Douglas Graham/CQ Roll Call
Lieberman has a long history of working across the aisle, particularly on foreign policy and national security, during his 24 years in the Senate.

Joseph I. Lieberman has taken stock of his last years in office and found them lacking, as he’s watched his biggest legislative priorities fall victim to the same procedural morass that has stymied so much of the Senate’s work in recent years.

So in some final advice to his colleagues, the Connecticut independent says it’s time for Majority Leader Harry Reid, D-Nev., to throw out filibuster rules that allow the minority to block just about anything from coming to the Senate floor.

“The process here can determine too much of ... the results, or lack of results,” Lieberman said during a lengthy interview with CQ Roll Call just before Thanksgiving.

In his ideal Senate, a simple majority of 51 votes would rule for just about everything, he said.

Lieberman suggested that concerns about protecting minority rights, a frequent refrain of Minority Leader Mitch McConnell, R-Ky., are exaggerated.

“The filibuster supposedly was meant to protect the country from a passion of the moment sweeping irrationally through Congress and being signed by the president,” Lieberman said, in reference to the 60-vote supermajority requirements in current rules. “I can’t remember the last time a passion of the moment swept through a Congress and was signed by the president.”

Though he has not been vocal about it much recently, Lieberman worked with Sen. Tom Harkin, D-Iowa, to reduce the threshold needed to invoke cloture — and thus limit debate — during the 1990s.

“The problem we face is not that things are getting done too quickly, but that they’re not getting done,” he explained.

Lieberman said one of the problems with modern floor operations is exemplified by Kentucky Republican Rand Paul’s decision to stall action on the fiscal 2013 defense authorization bill — a scenario Lieberman said could result in the bill failing to pass for the first time in 50 years.
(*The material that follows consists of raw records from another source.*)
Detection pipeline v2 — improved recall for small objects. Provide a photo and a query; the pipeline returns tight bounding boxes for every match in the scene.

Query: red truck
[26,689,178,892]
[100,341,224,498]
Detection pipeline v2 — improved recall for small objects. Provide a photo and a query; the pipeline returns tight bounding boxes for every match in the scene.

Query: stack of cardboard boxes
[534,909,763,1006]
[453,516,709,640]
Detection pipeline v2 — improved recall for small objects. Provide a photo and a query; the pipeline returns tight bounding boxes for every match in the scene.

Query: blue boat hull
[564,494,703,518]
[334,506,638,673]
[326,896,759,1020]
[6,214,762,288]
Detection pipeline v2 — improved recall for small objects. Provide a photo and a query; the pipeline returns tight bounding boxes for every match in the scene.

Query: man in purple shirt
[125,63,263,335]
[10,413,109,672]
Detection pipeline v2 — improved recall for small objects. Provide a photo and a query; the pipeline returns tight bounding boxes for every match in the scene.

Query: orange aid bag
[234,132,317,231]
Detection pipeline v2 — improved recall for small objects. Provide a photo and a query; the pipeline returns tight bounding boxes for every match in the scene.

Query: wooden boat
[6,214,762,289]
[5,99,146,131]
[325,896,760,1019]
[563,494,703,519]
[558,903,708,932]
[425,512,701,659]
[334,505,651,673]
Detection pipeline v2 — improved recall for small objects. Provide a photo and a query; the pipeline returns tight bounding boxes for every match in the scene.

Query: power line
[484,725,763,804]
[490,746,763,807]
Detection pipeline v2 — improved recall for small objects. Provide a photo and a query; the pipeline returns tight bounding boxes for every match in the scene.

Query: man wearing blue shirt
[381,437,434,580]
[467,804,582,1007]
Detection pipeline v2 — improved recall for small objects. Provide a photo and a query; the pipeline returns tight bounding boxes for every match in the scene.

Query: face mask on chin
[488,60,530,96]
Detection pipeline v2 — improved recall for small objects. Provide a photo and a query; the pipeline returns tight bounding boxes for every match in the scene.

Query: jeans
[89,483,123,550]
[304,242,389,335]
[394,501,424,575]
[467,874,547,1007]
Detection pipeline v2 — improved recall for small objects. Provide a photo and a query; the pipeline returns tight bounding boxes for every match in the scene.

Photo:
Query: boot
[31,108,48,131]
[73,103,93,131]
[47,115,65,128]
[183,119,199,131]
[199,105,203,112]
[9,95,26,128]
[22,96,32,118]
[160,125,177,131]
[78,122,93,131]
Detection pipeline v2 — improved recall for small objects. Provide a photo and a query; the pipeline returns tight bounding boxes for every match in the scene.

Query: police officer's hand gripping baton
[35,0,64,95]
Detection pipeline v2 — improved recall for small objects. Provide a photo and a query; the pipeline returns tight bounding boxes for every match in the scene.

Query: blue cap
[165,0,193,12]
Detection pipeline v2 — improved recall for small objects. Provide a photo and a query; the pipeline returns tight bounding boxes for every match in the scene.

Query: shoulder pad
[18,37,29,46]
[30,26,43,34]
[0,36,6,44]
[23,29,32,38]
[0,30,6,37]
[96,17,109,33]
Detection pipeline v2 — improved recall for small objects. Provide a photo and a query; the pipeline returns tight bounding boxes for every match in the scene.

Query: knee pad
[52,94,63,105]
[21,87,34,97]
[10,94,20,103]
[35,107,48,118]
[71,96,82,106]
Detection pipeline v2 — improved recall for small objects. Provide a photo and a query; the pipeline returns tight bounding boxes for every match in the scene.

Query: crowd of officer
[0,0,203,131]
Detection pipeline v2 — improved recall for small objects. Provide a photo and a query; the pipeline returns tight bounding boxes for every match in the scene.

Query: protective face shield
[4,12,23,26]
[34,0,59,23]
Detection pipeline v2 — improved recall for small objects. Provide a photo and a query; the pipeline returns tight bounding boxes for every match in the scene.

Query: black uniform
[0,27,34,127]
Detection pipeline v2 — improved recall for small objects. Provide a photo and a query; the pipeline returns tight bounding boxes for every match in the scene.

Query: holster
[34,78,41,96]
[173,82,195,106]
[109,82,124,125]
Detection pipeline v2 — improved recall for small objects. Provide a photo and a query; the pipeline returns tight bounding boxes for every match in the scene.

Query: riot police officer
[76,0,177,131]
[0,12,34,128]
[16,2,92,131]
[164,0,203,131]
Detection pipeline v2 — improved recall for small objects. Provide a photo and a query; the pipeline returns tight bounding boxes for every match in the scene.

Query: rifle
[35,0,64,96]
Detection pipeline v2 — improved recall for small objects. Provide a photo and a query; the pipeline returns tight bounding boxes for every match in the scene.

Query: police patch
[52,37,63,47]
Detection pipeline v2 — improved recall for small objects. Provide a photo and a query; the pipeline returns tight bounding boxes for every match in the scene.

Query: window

Notably, Lieberman gained significant influence in the Senate in part because of the very rules that he said should go away. During a 2009 debate on what would become President Barack Obama’s signature health care law, Lieberman pushed back against a proposed Medicare expansion favored by Democratic leaders, temporarily impeding the bill’s path to Senate passage. At that time, Reid had 60 senators in his conference and needed each and every vote to overcome united GOP opposition.

Despite his own success in using the rules, Lieberman said Reid should not stop at current proposals to end filibusters to motions to proceed, saying those plans are “quite mild.”

“To me, it’s really not the end of reform but just the beginning,” he said.